My question is how do magnets cause this? I only have a vague idea how television screens work - isn’t there something about photons being shot at the backside of the screen in three different wave lengths? Do the magnets only affect the red wave length? Do magnets affect the new flat screen TVs which I assume work in a different method?
What’s happened is the screen’s shadow mask has become magnetized.
(The shadowmask is a perforated grid that seperates the red, blue, and green phospors.)
It should eventually degauss on its own, if your TV doesn’t have a built-in degaussing feature.
This link will fill in the blanks: (In fact I see I’m spreading bad info above-- the screen doesn’t separate red, green, and blue-- it separates groups of red, green, and blue phosphors. Sorry!)

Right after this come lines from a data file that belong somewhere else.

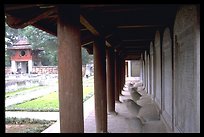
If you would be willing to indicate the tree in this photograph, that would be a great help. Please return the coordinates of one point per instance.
(37, 38)
(86, 58)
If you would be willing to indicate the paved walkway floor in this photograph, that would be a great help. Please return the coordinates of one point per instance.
(31, 94)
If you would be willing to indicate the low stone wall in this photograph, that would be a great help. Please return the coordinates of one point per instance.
(8, 70)
(45, 69)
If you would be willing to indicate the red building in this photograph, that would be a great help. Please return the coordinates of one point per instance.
(23, 57)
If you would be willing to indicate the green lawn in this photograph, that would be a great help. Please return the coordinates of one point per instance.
(9, 94)
(48, 102)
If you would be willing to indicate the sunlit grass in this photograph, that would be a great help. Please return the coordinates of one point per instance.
(9, 94)
(48, 102)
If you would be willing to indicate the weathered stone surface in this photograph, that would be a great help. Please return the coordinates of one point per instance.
(157, 69)
(167, 90)
(151, 70)
(148, 112)
(135, 95)
(132, 107)
(187, 69)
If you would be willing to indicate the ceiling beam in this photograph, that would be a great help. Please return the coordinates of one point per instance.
(90, 27)
(93, 29)
(15, 22)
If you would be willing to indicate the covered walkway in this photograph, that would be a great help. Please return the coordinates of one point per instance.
(164, 40)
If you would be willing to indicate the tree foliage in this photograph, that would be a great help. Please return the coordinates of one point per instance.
(38, 39)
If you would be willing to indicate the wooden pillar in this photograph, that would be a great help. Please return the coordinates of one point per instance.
(100, 85)
(110, 81)
(70, 73)
(116, 66)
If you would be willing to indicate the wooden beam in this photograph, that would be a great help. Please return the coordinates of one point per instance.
(90, 27)
(15, 22)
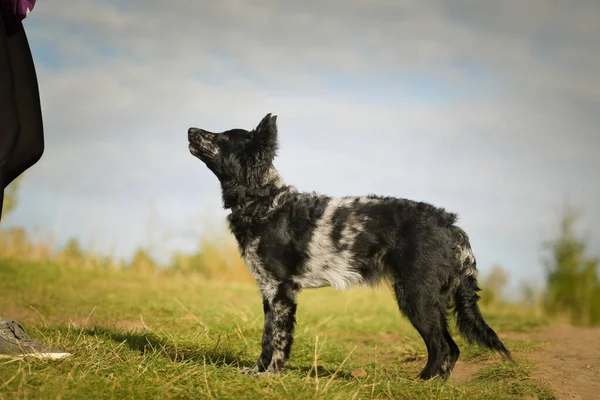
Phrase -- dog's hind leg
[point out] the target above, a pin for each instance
(454, 350)
(424, 313)
(267, 349)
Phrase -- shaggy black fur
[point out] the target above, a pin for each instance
(292, 240)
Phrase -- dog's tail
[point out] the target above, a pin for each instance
(471, 324)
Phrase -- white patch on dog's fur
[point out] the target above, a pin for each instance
(326, 266)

Depending on the polarity of the affected area’s magnetic field, the electron stream is pulled off its intended target. Say the green channel is always the bottom pixel of each group of three, and the stream is being forced down, so that even if the colour guns are aiming for the red or blue, they hit the green.
I had a Zenith TV with a big green spot on one side and a big red spot on the other. It got worse over time, not better. Add in a blurry image, and I got a new Samsung, with component jacks for a very nice picture when watching DVDs.
Larry Mudd, cool, thank you for the link! That’s exactly what I wanted to know. (wow, that site also has a great explanation of how a VCR tape works which I’ve always wondered about).
Not photons. Electrons. The electron beam excites the phosphors in the screen, and the phosphors glow in response.
All my tvs once had a green spot in the same location. Since it was on all of them, I figured it must be the cable tv companies doing.